Même à Tekhos, pays réputé pour rejeter la magie, on pouvait trouver des choses utiles pour une magicienne. Il était assez inhabituel que Samara se rende dans cette ville, mais « inhabituel » ne voulait pas dire qu’elle n’y allait jamais. En tant qu’ambassadrice ashnardienne, elle était parfois amenée à s’y rendre, et c’était justement dans le cadre de cette mission qu’elle se tenait à Tekhos Metropolis. Elle était supposée assister un citoyen ashnardien poursuivi par les autorités tekhanes, mais en profitait pour faire du tourisme. Pour ne pas alerter les esprits, quand elle sortait, Samara utilisait une potion qui permettait de blanchir sa peau, et de rétracter sa longue queue, afin de lui donner l’apparence d’une humaine. Ce simpliste sortilège était malheureusement une nécessité à Tekhos, où les Tekhanes n’appréciaient que très modérément les autres espèces. Si Samara pouvait se balader avec sa belle et fine queue dans les coursives des tribunaux, quand elle était dans la rue, il en allait différemment.
Elle se rendait dans une partie assez mal famée de Tekhos, en raison de sa forte concentration masculine.
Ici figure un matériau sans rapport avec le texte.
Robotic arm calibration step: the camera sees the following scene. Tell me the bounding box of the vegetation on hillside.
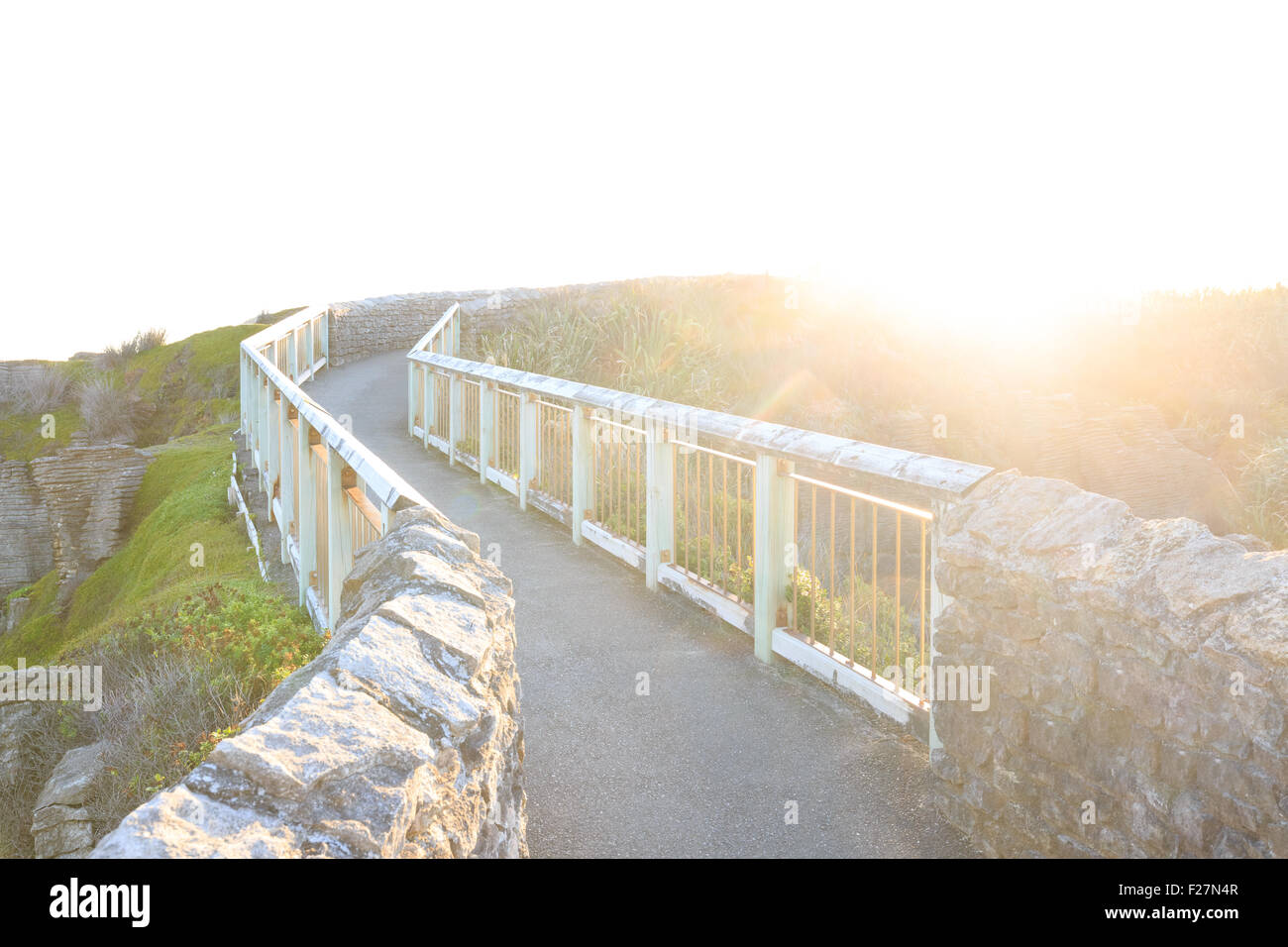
[468,277,1288,546]
[0,425,322,854]
[0,320,316,856]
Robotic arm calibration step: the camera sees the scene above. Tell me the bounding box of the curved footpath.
[305,352,974,857]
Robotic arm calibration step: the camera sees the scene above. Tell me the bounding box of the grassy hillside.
[120,326,256,445]
[0,318,323,857]
[0,425,306,664]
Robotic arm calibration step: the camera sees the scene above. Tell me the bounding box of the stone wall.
[327,277,649,365]
[327,292,480,365]
[94,507,527,858]
[931,472,1288,857]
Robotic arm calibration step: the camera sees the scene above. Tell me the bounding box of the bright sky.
[0,0,1288,359]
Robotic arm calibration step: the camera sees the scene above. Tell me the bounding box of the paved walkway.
[306,352,973,857]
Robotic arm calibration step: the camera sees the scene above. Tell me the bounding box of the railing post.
[416,365,434,451]
[570,404,595,546]
[265,382,282,520]
[519,391,537,510]
[644,419,675,588]
[286,329,300,384]
[277,398,296,566]
[296,416,318,608]
[326,447,353,631]
[447,374,465,466]
[480,380,497,484]
[754,454,796,661]
[407,361,416,437]
[258,372,273,474]
[922,500,952,750]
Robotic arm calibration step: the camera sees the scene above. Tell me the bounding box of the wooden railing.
[241,308,425,630]
[407,314,992,731]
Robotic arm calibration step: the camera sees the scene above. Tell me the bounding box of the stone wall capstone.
[93,506,527,858]
[931,472,1288,857]
[31,445,152,599]
[327,277,649,365]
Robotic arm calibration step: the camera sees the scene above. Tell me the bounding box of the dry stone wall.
[93,507,527,858]
[931,472,1288,857]
[327,282,636,365]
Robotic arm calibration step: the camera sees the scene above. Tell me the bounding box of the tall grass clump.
[0,583,323,857]
[102,329,164,368]
[0,365,71,414]
[1240,437,1288,549]
[80,374,137,443]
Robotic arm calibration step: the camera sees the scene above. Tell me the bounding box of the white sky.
[0,0,1288,359]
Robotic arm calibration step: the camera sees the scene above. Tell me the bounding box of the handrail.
[240,307,429,629]
[407,307,993,733]
[411,303,461,352]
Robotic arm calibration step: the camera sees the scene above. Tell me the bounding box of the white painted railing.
[407,307,992,741]
[241,308,435,629]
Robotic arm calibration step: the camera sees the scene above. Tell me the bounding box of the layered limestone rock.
[94,507,527,858]
[31,743,106,858]
[0,460,54,592]
[931,472,1288,858]
[31,445,151,598]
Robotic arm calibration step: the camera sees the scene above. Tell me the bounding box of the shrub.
[1240,437,1288,549]
[100,329,164,368]
[0,583,323,857]
[0,365,69,414]
[80,374,136,443]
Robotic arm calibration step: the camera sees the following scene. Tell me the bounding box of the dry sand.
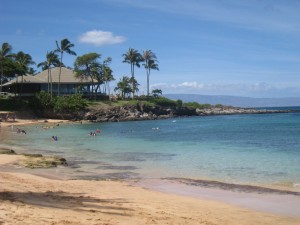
[0,117,300,225]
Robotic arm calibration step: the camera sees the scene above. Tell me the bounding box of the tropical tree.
[114,76,132,99]
[55,38,76,96]
[123,48,143,98]
[143,50,159,96]
[103,66,115,96]
[15,51,35,95]
[152,89,162,98]
[0,42,13,92]
[37,51,60,98]
[74,52,101,96]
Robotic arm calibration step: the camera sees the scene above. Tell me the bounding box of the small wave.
[163,177,300,196]
[293,183,300,187]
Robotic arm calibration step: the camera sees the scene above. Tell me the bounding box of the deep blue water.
[2,113,300,189]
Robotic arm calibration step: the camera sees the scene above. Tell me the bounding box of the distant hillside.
[164,94,300,107]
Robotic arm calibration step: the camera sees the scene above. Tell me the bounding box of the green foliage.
[152,89,162,98]
[215,104,223,108]
[54,94,88,113]
[32,91,54,109]
[0,97,25,111]
[177,99,183,108]
[150,97,177,107]
[183,102,212,109]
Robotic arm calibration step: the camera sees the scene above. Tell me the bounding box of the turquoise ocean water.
[1,110,300,191]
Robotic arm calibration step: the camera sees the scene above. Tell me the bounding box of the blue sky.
[0,0,300,97]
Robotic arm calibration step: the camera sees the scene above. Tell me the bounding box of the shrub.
[150,97,177,107]
[31,91,54,110]
[54,94,88,113]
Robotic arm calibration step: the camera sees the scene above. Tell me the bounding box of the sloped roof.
[2,67,97,86]
[2,75,44,86]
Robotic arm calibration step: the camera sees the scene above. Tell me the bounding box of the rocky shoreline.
[80,104,294,122]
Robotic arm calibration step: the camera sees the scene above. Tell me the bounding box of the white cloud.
[151,81,300,97]
[79,30,126,47]
[16,28,22,35]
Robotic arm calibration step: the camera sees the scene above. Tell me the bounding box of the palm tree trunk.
[48,68,50,93]
[131,63,134,99]
[49,69,53,99]
[20,74,24,97]
[0,60,3,92]
[147,69,150,97]
[57,52,63,96]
C’était un endroit assez pauvre, presque une sorte de ghetto. Un enchevêtrement de petites rues, d’immeubles délabrés, de magasins fermés, où les patrouilles étaient nombreuses, et où on pouvait voir, au loin, les immenses gratte-ciel de la ville. Elle s’y rendait dans le cadre de sa mission, car elle était supposée retrouver un témoin supposé les aider. Le citoyen ashanrdien était accusé d’être venu sur Tekhos Metropolis afin d’obtenir, en toute illégalité, des schémas tactiques d’armes tekhanes auprès de marchands d’armes. C’était une pratique courante pour les Ashnardiens, mais qui n’en restait pas moins une violation des conventions internationales sur la neutralité tekhane.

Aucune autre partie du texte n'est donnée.